In this study, we proposed epoxidation as an additional mechanism leading to the bioactivation of diclofenac, in an attempt to provide a likely explanation for the formation of 3′-OH-diclofenac and 4′-OH-diclofenac, M2, and M4 in the presence of GSH. It is likely that both mechanisms, direct hydroxylation at the C′-4 and epoxidation at the C′2-C3′ (Scheme 4), are responsible for the bioactivation of diclofenac, given the fact that both the C-4′ and C′-3 are proximate to the heme, and 4′-OH-diclofenac is a major metabolite that can be further oxidized to diclofenac-1′,4′-quinone imine.

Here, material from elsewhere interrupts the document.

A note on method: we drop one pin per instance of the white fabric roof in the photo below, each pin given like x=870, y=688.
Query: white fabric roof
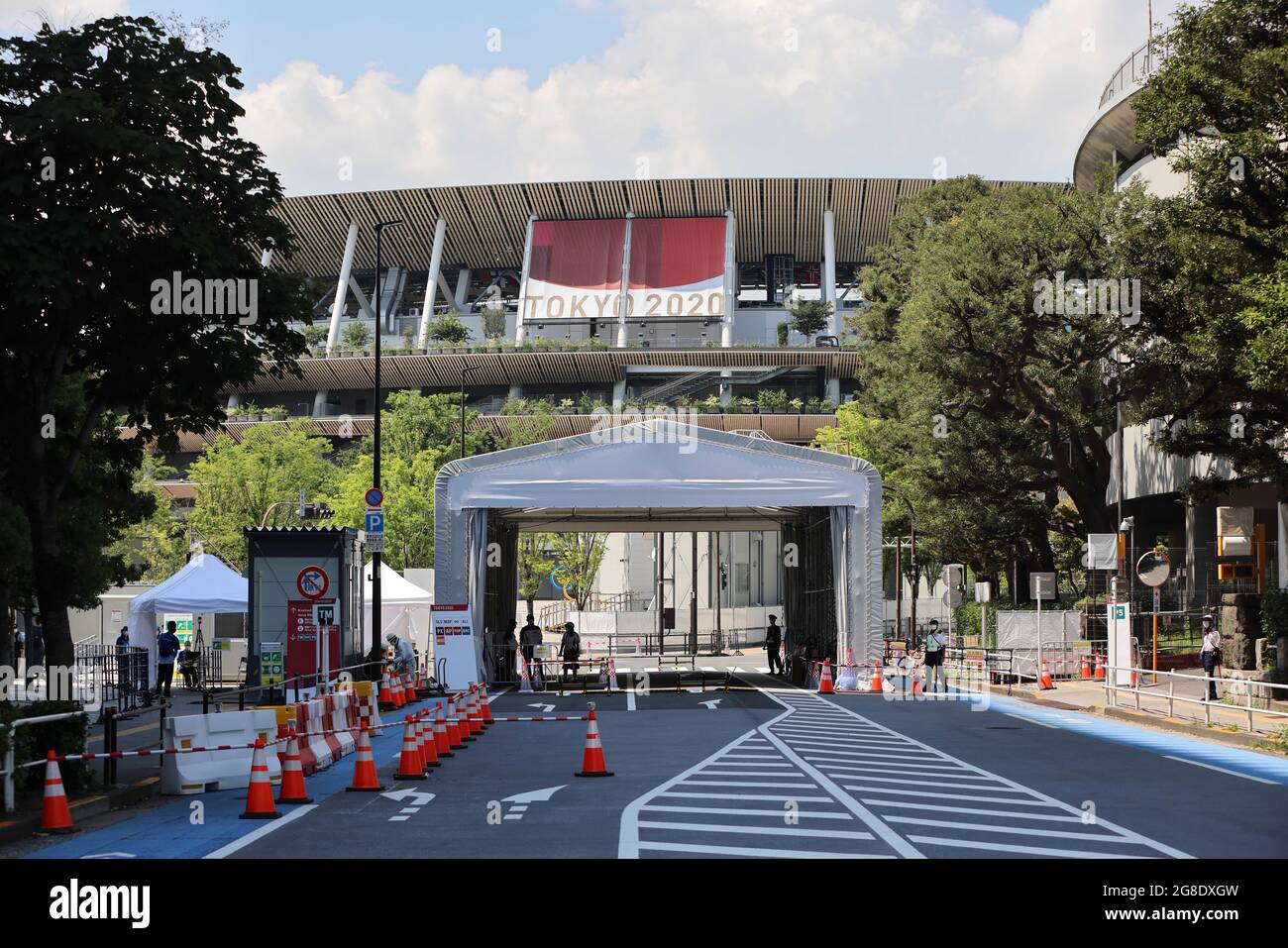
x=394, y=590
x=206, y=583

In conclusion, a novel reactive intermediate was detected in incubations of diclofenac with human liver microsomes. Consistent with formation of the glutathione adduct, a bioactivation pathway leading to the formation of diclofenac-2′,3′-arene oxide is rationalized. The precursor of 2′-hydroxy-3′-(glutathione-S-yl)diclofenac was proposed to be diclofenac-2′,3′-arene oxide, formation of which is specifically mediated by CYP2C9. It is our hypothesis that, in addition to the two-step mechanism proposed by others (Tang et al., 1999a), bioactivation of diclofenac occurs at the C-3′ position, resulting in 3′,4-oxide and 2′,3′-oxide, respectively. Given the fact that arene oxides are known causative agents in the toxicity of many toxicants (Guengerich, 2001), identification of diclofenac arene oxides further substantiates the speculation that oxidative bioactivation may play a significant role in the toxicity of diclofenac. Considering the association of arene oxides with hepatotoxicity (Guengerich, 2001), the present finding is of significance in understanding the toxicology mechanism of diclofenac, and more mechanistic studies are warranted in the future. One would expect that a crystal structure of CYP2C9-diclofenac complex would provide more conclusive information on this subject.